Please correct me if I am wrong, but to use "Start the following program on connection" you have to have at least one server with "RD Web Access" installed. It doesn't have to be an existing terminal server (but it can be).

So I installed RD Web Access on this server with all the other feature/roles it required and suggested using defaults. I rebooted the server. I go to Start --> Programs --> Administrative Tools --> Remote Desktop Services --> Remote Desktop Web Access Configuration. Internet Explorer opens up to https://localhost/RDWeb/Pages/default.aspx?p=c, I hit "Continue to this website (not recommended), and I get taken to res://ieframe.dll/ with a "Internet Explorer cannot display the webpage" error message.

server1 = unused standard terminal server ("standard terminal server" does not contain business platform/ERP software, but has Office, Citrix Receiver, and basic applications) that I'd like to use for RD Web Access
server2 = Citrix gateway server (sends Citrix connections to server3, server4, and server5 as a load balancer)
server3 = Citrix & Remote Desktop Services server with business platform/ERP software
server4 = Citrix & Remote Desktop Services server with business platform/ERP software
server5 = Citrix & Remote Desktop Services server with business platform/ERP software

Any help would be appreciated.



> Tech Support Guy System Info Utility version 1.0.0.2
> OS Version: Microsoft Windows Server 2008 R2 Standard, Service Pack 1, 64 bit
> Processor: Intel(R) Xeon(R) CPU E5504 @ 2.00GHz, Intel64 Family 6 Model 26 Stepping 5
> Processor Count: 4
> ...


----------



## BlueToast (Jul 10, 2012)

Greetings,

I needed to access to RD Web Access on another machine. Trying to access it localhost doesn't work, but it works when I try to access https://server1/RDWeb.

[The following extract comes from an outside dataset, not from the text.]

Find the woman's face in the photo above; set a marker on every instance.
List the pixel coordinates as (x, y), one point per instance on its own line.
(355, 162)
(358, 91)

I've set the *Source name* to be server3;server4;server5, hit OK and was accepted. I went to all three servers and added a RemoteApp (for example) "C:\WINDOWS\notepad.exe". I also added server1 to "TS Web Access" local group from server3, server4, and server5. From https://server1/RDWeb, Notepad shows up three times.

However, when I try to launch it (Connect+login --> Details button), it gives me the error message "*initial application you trying open currently unavailable*". I have also tried setting server3, server4, and server5 to "Allow users to start both listed and unlisted programs on initial connection", and this did not fix the problem and I still receive the "initial application you trying open currently unavailable" error.

(Please note that I am wanting to try out RemoteApps/RD Web Access over an mstsc connection instead of using Citrix.)


----------



## BlueToast (Jul 10, 2012)

From another place I posted at:



> Posted By christophe06 on 11 Jul 2012 04:09 PM
> hello BlueToast
> assuming you have follow the step by step : http://technet.microsoft.com/en-us/library/cc730673(v=ws.10).aspx
> It is strange that you get an error belonging to citrix
> ...


Greetings Christophe,

Yes, that is the guide I have been following. I tried adding myself, Domain Admins, and Enterprise Admins to Users Assigned tab for the particular application I am trying to launch (take Notepad.exe for instance), and set it to allow users to launch both listed and unlisted RemoteApps. My AD user account is a Domain Admin and Enterprise Admin.

On the particular application I am trying to launch (or in the example Notepad.exe), the executable has "Everyone" with "Full control" Security permissions.


----------